In other developments within the last year, Carey reported potentially important new findings about the molecular heterogeneity of HER2 cancers that may help shape future treatment.
In the CALGB 40601 study,7 for which she was principal investigator, Carey compared the combination of paclitaxel, trastuzumab, and lapatinib with the combination of paclitaxel and trastuzumab in the neoadjuvant setting to determine whether or not pCR in the breast in the dual-agent arm would be 20% greater than pCR in the single-agent group. She found only a 10-point difference, however56% compared to 46%—which did not meet the prespecified improvement required for statistical significance. Nevertheless, the trial, designed to study pCR following neoadjuvant therapy with two HER2-targeted therapies versus one, yielded a wealth of information about the response of various cancer subtypes to both treatment regimens.
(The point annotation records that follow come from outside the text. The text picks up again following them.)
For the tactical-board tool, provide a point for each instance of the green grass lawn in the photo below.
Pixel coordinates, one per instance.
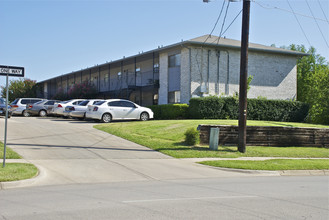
(275, 164)
(167, 136)
(17, 171)
(10, 154)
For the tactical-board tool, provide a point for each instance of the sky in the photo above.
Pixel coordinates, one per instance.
(50, 38)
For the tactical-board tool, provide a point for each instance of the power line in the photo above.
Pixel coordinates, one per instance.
(220, 14)
(232, 22)
(323, 11)
(299, 23)
(292, 12)
(221, 30)
(316, 23)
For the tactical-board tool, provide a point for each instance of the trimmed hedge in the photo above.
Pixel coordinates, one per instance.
(258, 109)
(170, 111)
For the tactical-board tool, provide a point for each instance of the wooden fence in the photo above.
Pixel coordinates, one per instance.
(269, 136)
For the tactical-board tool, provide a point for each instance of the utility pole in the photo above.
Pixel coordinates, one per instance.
(244, 77)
“We found that the response rate varied among subsets. The hormone receptor-negative subset of HER2-positive patients did better than the hormone receptor-positive subset with the same treatment. We also looked at more subtle differences, finding, for example, that the subset of HER2-enriched patients within the hormone receptor-negative group did the best,” she said, adding that pCR rate regardless of the treatment arm was different by subtype.
“If our main findingthat the HER2-enriched molecular subtype had much higher pCR rate—is confirmed in other similar trials, we will need to take it into account in therapy considerations,” she said. “If there is a subtype that is exquisitely sensitive to a given treatment, we would not need to use as much, or multiple HER2-targeted agents necessarily. Being more judicious—using less—saves costs and minimizes side effects. As with all breast cancer subtypes, the more we know about the biology, the more tailored we can be in our treatment,” Carey explained.
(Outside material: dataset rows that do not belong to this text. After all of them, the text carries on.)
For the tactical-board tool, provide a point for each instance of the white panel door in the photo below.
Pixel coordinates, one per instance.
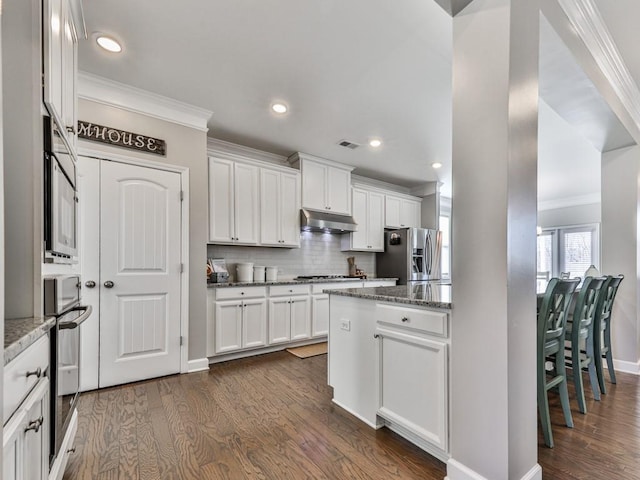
(339, 190)
(290, 209)
(300, 318)
(140, 273)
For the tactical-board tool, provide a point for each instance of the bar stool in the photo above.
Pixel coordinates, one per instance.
(579, 334)
(552, 320)
(602, 330)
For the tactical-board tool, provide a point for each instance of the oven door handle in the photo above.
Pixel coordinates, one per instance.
(87, 310)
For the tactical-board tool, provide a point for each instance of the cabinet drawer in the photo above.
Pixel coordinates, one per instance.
(428, 321)
(286, 290)
(17, 384)
(318, 287)
(232, 293)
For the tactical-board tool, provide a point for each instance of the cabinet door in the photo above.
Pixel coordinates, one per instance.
(246, 203)
(300, 318)
(270, 210)
(392, 211)
(254, 323)
(410, 214)
(359, 239)
(228, 326)
(221, 198)
(290, 209)
(319, 315)
(375, 221)
(279, 320)
(413, 378)
(339, 190)
(314, 180)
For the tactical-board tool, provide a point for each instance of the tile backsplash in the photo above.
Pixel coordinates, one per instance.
(319, 254)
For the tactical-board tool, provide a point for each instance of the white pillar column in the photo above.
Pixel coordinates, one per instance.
(620, 180)
(493, 357)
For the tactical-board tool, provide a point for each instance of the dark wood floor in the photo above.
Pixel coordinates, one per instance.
(271, 417)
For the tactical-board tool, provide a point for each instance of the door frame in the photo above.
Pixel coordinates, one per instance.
(184, 234)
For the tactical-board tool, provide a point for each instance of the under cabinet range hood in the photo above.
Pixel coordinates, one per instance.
(326, 222)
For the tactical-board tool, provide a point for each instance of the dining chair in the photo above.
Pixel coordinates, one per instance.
(552, 319)
(579, 335)
(602, 330)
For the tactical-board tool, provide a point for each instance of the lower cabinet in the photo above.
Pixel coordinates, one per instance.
(26, 437)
Patients in CALGB 40601 were required to submit to tumor biopsies as a condition of participation, and Carey has argued that mandatory tissue-based studies should be an element of all future HER2 trials.
“We always planned to look at the biology in our trial from the outset, to better understand not just what happened, but why,” she said, noting that other investigators are planning to conduct molecular examinations following their trials, including NeoALTTO, and then pool their data to verify whether or not her findings are confirmed. “There will be active discussions among investigators looking at this question. Together, we should have about 1000 patients or more,” Carey said.
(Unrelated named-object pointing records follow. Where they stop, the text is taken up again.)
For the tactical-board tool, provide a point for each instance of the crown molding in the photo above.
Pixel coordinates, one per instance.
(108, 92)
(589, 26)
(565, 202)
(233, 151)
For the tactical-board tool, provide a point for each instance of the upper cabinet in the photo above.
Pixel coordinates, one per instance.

She noted that a related question may be answered by the ATEMPT trial, which is evaluating whether T-DM1 will have fewer side effects than the traditional HER2-positive breast cancer therapy of trastuzumab and paclitaxel in the treatment of stage 1 patients.
“The idea is to choose a low-risk group and treat those patients with a minimalist approach. Most HER2 adjuvant treatment regimens are complex and aggressive, and this trial will examine whether T-DM1 has a role to play,” she said.